The “Means” need to transform us into a “productive” entity as defined by a Keynesian economic idea of “valuable”. 

The “End” is a realization of this “productivity” in terms of some form of “value”. 

“Value” is usually a combination of money and a lifestyle.

This idea did not just randomly take birth in society. It has very interesting origins which hold grave implications for the future and what we value as society. Prior to these ideas, most of the older generation passed on specialized knowledge to the younger generation via the system of apprenticeships.

The “means to an end” approach for education is an approximation of the commonly understood relation between Education, Work and Productivity (Value). However, in real life the relation between these 3 aspects is not at all obvious or clear. This common understanding of the relationship is often inconsistent with the rapidly changing needs of society, often structurally disadvantageous to some forms of real value generation/productivity over others.

So before jumping to a hypothesis of the future, I want to give you a brief tour of the origin of this idea.

History of Work: A Brief Tour

After most societies of the world had been sufficiently robbed of their ‘Produce’ by the European colonial powers, thanks to the “world” wars in Europe and subsequent independence wars in the rest of the world, modern political states were formed and there was a brief window to rethink what they valued as a society. A brief window to restructure the equation of work, value and education.

The conventional advice we receive today stem from ideas /assumptions developed about work and productivity in the few years following this period. The post-war/post-independence concept of work was largely shifting from work-for-survival to work-for-comfort for an increasing number of people. Not a significant proportion of society but an increasing one. More people were making the transition from ‘Basic Needs’ to upper levels of ‘Psychological Needs’ of Maslow’s Hierarchy.

Maslow's Hierarchy of Needs
Maslow’s Hierarchy of Needs

Several events in the western world set the tone for what conventional ideas surrounding work would soon look like.
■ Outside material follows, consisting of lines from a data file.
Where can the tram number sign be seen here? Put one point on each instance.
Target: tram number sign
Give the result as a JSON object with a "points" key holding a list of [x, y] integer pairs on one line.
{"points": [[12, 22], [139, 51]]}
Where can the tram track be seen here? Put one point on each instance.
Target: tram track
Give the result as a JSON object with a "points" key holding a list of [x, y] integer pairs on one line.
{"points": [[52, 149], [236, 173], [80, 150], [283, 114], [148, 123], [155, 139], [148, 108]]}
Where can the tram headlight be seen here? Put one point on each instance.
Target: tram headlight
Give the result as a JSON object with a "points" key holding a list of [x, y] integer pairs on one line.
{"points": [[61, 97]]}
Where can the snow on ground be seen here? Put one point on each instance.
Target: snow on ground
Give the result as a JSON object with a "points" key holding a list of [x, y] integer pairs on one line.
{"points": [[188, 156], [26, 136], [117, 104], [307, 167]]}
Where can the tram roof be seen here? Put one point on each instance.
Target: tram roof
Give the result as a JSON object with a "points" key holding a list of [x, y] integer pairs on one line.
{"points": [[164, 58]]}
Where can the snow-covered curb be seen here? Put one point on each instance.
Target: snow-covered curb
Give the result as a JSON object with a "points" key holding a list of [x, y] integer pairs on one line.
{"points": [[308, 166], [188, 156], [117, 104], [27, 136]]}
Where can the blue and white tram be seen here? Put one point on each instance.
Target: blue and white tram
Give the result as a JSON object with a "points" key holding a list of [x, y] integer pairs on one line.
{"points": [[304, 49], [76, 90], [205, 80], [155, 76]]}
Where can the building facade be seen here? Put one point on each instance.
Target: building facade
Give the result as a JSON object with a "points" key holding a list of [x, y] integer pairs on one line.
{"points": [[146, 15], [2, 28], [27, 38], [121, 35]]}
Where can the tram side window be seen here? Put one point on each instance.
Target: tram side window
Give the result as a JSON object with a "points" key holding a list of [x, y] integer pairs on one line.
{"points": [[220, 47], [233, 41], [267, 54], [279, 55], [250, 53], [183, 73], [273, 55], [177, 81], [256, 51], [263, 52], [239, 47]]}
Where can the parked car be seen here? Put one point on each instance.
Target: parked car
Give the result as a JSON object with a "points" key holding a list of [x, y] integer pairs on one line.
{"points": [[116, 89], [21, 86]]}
Labor unions began mounting political pressure in the 1870s for 8 hour-work-days.

Henry Ford re-organized the manufacturing process of his car factory by breaking it up into small, specialized tedious parts which meant that a worker needed only minimal training to contribute to the process. This resulted in huge efficiency gains. Subsequently he was one of the first industrialists who supported a 40 hour work week. It was more or less passed into law in the US in 1940s.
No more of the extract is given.